October 01, 2016

Why I Give, and Why You Should, Too

By Marvin S. C. Dang

The ABA is well known for initiating national conversations on many significant legal issues. But it’s the ABA’s positive impact on those issues that draws ABA members, such as me, to support its public service and educational programs.

The ABA Fund for Justice and Education [http://www.american bar.org/groups/departments_offices/fund_justice_education.html], which is the ABA’s 501(c)(3) charitable arm, enables our profession to have a meaningful, definitive, and substantive impact on issues such as:

Assisting experienced lawyers and America’s families—The programs and publications of the ABA Senior Lawyers Division [americanbar.org/srlawyers] assist ABA members and their families on such issues as social security retirement benefits, Alzheimer’s and dementia, elder-abuse prevention, health care and health insurance, succession planning, and long-term care planning.

Overcoming gender discrimination—The women who became lawyers in the 1970s and earlier faced discrimination and unique challenges. The SLD’s Women Trailblazers in the Law Project [ambar.org/trailblazers] captures the oral

histories of these trailblazers by memorializing their stories.

My charitable giving to the ABA allows me to combine one of my professional goals—supporting public service and educational programs that impact justice—with one of my financial goals, which is to minimize my yearly tax burden. There can be substantive tax benefits when donating to a qualified charity such as the ABA FJE, which supports about 200 public service and educational programs.

Of course, you should consult a tax advisor about the best practices for maximizing your specific charitable giving. But here are some general considerations as the end of 2016 approaches:

Timing matters—To receive a 2016 tax benefit, you must make all charitable donations by Dec. 31, 2016. Because checks sent through “snail mail” could take a while to be received, I prefer to make year-end donations by credit card. A credit card contribution is deductible in the year the card is charged online through a secure website of the organization.

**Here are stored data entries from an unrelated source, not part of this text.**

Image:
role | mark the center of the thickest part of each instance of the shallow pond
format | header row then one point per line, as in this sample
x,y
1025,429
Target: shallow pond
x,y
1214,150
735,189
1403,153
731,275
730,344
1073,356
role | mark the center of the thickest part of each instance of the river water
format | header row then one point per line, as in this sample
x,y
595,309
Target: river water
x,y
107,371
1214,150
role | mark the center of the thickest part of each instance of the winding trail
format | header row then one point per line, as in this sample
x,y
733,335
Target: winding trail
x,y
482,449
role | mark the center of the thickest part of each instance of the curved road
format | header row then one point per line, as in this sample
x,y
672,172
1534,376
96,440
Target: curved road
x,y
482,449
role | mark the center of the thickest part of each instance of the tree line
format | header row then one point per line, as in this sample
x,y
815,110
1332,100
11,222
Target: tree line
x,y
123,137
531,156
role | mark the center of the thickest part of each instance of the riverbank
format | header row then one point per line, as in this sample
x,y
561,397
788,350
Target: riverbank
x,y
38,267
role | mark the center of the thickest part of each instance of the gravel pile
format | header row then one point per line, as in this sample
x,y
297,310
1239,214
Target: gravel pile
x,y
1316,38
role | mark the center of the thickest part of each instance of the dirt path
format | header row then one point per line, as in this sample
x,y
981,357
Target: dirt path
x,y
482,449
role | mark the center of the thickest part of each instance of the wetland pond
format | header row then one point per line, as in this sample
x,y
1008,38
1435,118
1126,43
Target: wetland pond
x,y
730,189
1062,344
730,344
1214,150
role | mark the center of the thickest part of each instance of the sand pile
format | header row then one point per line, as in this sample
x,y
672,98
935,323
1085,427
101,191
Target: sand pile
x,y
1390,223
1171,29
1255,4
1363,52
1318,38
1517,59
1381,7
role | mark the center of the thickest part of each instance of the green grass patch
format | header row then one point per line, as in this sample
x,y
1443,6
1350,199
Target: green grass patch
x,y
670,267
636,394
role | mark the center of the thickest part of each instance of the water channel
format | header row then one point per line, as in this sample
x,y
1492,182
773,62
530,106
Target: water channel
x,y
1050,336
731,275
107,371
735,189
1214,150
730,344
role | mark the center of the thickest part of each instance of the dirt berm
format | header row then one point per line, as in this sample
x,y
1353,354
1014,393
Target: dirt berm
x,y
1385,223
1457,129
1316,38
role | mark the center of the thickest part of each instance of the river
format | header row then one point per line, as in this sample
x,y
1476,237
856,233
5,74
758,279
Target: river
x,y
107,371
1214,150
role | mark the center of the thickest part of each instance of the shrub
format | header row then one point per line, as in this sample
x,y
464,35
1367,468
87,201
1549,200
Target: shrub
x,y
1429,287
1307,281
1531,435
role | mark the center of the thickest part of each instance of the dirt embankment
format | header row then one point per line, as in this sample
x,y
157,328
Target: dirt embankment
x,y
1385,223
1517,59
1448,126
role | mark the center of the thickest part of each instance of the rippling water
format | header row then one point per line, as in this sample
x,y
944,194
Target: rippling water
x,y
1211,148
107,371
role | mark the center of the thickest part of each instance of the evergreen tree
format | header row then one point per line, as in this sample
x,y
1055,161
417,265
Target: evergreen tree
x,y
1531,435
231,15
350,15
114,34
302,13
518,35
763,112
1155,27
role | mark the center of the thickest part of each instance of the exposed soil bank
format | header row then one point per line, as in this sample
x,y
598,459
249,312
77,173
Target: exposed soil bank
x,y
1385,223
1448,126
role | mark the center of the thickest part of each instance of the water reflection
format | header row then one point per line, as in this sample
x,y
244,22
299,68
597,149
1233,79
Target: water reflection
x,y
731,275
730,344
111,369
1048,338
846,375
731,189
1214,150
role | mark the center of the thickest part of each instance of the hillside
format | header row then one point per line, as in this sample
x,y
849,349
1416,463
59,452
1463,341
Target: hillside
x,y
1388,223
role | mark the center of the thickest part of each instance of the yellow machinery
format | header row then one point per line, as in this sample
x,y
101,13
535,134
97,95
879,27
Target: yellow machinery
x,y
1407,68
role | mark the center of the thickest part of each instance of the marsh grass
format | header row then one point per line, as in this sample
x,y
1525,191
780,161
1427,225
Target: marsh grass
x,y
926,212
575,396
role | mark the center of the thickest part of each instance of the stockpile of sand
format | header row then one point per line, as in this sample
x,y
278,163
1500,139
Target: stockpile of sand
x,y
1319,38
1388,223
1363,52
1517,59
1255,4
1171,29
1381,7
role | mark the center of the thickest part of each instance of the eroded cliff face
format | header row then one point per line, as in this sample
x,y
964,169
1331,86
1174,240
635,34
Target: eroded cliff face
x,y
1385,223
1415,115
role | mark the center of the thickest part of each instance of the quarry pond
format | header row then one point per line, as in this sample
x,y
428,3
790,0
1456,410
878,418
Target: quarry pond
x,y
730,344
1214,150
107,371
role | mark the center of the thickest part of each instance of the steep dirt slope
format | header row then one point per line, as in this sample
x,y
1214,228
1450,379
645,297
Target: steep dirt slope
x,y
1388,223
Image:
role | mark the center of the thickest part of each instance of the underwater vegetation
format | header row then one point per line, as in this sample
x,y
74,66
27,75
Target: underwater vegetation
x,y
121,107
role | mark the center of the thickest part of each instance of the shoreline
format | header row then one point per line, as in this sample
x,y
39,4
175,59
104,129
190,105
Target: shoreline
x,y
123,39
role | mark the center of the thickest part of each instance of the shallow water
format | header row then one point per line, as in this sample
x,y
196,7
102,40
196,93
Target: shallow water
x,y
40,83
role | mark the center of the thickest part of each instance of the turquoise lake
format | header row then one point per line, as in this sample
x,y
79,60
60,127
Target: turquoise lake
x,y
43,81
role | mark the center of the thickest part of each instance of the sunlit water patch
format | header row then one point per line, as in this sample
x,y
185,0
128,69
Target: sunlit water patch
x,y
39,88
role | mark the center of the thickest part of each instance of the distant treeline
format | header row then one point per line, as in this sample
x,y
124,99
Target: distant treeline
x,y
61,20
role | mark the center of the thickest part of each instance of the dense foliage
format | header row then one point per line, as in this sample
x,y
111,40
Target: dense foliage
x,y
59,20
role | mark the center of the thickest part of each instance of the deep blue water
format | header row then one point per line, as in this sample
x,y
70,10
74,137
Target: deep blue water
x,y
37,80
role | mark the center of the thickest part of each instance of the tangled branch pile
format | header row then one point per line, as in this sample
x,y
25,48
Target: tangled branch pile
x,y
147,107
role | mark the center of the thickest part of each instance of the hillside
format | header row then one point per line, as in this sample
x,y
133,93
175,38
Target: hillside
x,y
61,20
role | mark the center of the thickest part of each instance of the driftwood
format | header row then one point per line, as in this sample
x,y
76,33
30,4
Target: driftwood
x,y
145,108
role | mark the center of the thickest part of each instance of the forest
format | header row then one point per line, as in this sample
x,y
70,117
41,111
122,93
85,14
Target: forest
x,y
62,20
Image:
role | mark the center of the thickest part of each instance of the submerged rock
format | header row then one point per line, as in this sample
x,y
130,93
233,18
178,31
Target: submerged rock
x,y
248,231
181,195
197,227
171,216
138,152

Itemization is key—You must

itemize your deductions to claim a charitable deduction. But the extra effort is worth the tax savings. Married joint filers who have taxable income totaling more than $75,300 up to $151,900 are in the 25 percent tax bracket in 2016. Thus, the actual cost of a $100 donation is only $75. As your income tax bracket increases, the real cost of your charitable gift decreases.

Donate appreciated stock directly—You can give more to an organization by donating long-term appreciated securities directly to it instead of selling the securities and donating the cash from the sale. This type of donation can enable you to take a tax deduction and avoid the capital gains tax and the Medicare surtax.

For us experienced lawyers, our contribution to society is personally important. We want to leave a legal legacy worthy of our profession.

My personal donations to charitable organizations, such as the FJE, enable me to achieve many of my professional, financial, and personal goals. I’m proud that my involvement with the ABA for the past 40 years and with the ABA SLD is making a positive impact in our society.

Join me in making a positive impact.

Marvin S. C. Dang

Marvin S. C. Dang is the managing member of Law Offices of Marvin S. C. Dang, LLLC in Honolulu. He’s the current vice chair of the ABA Senior Lawyers Division; he will be its chair in 2018–2019. Dang served on the ABA FJE council. He’s a member of the FJE President’s Club and the Society of Saratoga Legacy Fund.